• Glazed Over in Silver Lake

    What’s more honest than glass? It swept cities like a moral revolution with modernism, a century ago now. Land of natural luminosity! Air and light! Hygiene! Transparency!

    Some other things glass can do: refract, reflect, distort, disguise. In Mussolini’s Italy, the magazine of the Fascist Association of Glass Manufacturers was called Il Vetro. Nothing more honest than glass; nothing more human than muddying things hailed as transparent.

    From high modernism to fascism to late capitalism. Glass is the new neutral, the material assigned to urban ghosts: the anonymous future inhabitants, already out there somewhere, of property developers’ projects. Who could object to glass? It enlarges, brings the outside in. Air and light! Hygiene! Transparency! Profit! The trap of renting!
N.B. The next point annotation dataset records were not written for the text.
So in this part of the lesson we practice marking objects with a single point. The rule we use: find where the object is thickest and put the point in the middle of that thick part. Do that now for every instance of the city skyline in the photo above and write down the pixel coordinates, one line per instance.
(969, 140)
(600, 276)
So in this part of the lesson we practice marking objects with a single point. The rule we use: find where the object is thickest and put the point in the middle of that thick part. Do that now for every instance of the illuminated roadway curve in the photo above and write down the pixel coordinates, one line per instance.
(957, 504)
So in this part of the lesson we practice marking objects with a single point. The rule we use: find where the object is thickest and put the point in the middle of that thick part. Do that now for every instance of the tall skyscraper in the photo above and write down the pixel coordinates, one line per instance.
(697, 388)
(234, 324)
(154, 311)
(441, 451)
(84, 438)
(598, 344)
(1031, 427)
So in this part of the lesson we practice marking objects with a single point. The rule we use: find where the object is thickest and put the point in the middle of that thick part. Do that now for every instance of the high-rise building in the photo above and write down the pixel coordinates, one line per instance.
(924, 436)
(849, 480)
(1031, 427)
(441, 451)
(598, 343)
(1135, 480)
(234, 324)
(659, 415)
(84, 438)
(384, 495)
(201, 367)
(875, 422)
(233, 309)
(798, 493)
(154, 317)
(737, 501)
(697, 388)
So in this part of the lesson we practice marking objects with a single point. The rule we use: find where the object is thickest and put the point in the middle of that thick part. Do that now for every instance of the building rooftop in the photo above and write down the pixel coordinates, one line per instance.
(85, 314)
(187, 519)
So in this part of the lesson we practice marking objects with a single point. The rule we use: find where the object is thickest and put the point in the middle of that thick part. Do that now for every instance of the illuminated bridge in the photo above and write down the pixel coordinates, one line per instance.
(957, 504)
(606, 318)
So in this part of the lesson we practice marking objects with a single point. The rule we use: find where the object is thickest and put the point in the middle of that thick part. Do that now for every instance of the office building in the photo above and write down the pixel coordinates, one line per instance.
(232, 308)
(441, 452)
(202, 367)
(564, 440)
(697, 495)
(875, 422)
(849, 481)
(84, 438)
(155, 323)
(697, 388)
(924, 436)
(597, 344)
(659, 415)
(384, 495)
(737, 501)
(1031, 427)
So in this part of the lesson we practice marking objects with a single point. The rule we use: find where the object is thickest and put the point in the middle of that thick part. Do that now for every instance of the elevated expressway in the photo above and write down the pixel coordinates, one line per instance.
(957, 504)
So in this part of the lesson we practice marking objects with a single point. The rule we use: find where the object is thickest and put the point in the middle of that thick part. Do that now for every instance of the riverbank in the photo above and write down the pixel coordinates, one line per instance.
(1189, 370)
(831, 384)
    To be glazed over is to be absent, to have vacated your own body, and to be behind glass is to be on display. Often, these mean the same thing. Knowing you’re on display, can you ever truly inhabit your own body? Or is part of you flying out, always, to look back and see what others see? Pertinent question, in LA of all places.

    These Silver Lake living rooms are almost ready for the curtain call: panes of floor-to-ceiling glass waiting for their urban ghosts, out there in the city right now, or maybe in some other city, dreaming of Los Angeles. The plays that will be staged, the lives lived, on the second story of Glendale Boulevard. Glazed-over ghosts behind glass, you could say, but that’s too cruel. Everyone is always a ghost of someplace in their own future.

    It’s a Sunday, the day I visit this site. There’s nobody here. The front doors are open — or rather, the front doors are holes; there’s nothing to shut. I look through one, up a staircase that runs parallel to the hill behind, a frighteningly sharp hill I will drive up in 10 minutes. In another city, in another country, built before cars, the road would meander up the hill; there’d be no straight up or down. Here, I drive up, up, blinded by the gradient, and when I crest the rise I can see nothing below me. My body won’t do it: I cannot drive over what surely isn’t but fuck if it doesn’t feel like a sheer drop. I put the car in reverse, shaking, and perform a poor, dangerous three-point turn at the top of a blind hill.

    This is LA: city of ghosts, performance, dreams, and traps; impossible city made possible, so long as you can make yourself believe.